Had to test this again for some :GLASSES: reason…
By the way, the holes in the retaining rings are too tiny. Even my finest tips round nose pliers are too thick for them. After some struggle in part due to me having tightened the ring, I decided to make use of my drill plus a 1.5mm bit to enlarge the holes. Problem solved, but again I have to say this sort of stuff should not be needed.
So I dismantled the driver from the pill, took out my heat gun and proceeded to desolder the smaller resistance sense resistor (R020), leaving just an R050 for sense. Moments afterward I assembled it together with the pill again. I wanted to measure the current limit the driver allowed, and since somehow I was expecting it to be a new version unit, I removed the R020 sense resistor to make sure my SST20 emitter could deal with the current.

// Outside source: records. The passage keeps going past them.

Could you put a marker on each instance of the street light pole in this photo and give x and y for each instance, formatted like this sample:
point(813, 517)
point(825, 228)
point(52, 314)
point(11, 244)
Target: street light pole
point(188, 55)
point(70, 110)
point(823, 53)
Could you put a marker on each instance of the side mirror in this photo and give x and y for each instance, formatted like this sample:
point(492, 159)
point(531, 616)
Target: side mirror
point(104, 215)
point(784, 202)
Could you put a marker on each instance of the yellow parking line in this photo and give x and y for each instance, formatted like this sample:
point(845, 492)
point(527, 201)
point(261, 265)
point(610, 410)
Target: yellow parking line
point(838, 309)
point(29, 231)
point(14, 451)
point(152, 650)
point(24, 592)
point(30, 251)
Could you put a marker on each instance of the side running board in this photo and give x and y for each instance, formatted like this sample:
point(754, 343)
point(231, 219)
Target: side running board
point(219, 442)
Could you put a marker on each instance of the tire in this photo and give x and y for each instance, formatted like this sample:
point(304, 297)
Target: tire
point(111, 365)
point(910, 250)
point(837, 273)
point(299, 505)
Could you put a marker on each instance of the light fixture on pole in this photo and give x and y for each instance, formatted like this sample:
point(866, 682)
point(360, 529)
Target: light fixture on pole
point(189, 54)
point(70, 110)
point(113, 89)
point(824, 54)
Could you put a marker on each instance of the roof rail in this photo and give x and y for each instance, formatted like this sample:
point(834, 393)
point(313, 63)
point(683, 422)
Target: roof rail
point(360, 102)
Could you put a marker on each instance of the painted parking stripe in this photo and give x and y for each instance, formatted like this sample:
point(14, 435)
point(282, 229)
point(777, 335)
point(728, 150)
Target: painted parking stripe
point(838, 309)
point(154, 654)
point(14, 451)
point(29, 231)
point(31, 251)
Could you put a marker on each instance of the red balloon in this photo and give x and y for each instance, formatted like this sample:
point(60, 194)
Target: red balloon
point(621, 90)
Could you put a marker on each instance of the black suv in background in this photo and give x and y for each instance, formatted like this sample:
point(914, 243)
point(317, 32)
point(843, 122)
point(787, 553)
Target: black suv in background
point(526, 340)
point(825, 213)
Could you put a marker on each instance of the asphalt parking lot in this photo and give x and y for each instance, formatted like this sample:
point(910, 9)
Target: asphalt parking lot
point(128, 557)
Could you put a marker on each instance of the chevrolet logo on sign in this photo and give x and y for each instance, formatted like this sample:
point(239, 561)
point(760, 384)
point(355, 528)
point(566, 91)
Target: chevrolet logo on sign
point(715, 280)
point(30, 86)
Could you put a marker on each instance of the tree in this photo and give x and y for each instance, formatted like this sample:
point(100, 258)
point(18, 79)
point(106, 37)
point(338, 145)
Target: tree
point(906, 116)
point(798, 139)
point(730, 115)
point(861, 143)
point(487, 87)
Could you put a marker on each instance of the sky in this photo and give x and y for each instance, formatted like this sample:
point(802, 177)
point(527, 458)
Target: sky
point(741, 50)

I am using a Wanptek 30V 10A precision PSU, I first set a current limit (just in case), raise the output voltage enough for the resistance of the output wires and alligator clips not to be a limit (≈6V), and then proceed to stick the alligator clips in the spring and over a pill border by hand, using this latter connection to switch modes. Here are the tared to zero numbers of the PSU's digital amperimeter for mode group 1 (0.1%, 1%, 10%, 35%, 100%, strobe, biking, battery check), with strobe, biking and battery check ignored; all values in mA:
So I obtained two matching series of measurements, and according to the last 100% figures of ≈1300mA, sense voltage must be 65mV.
Thank God I tested the driver again instead of dumping it, this means I need to solder the sense resistors more carefully.
With this data, thefreeman's equation gives out a more or less matching R2 value with my measured values if presuming the use of a 2.8V LDO. For other drivers we need component measurements.
Oh now i see why—that is a very specialized op amp with proprietary internal chopper circuits to reset the offsets which limits the Unity Gain BW to 350kHz, and with ultra low input offset voltages. So it would be prone go unstable and oscillate at the slightest sneeze, similar to some of the older op amps that had no internal compensation.
The OPA2333 basically is 2 amps in 1—it has another op amp built inside it in addition to the one that is available to the user…too damn smart for me.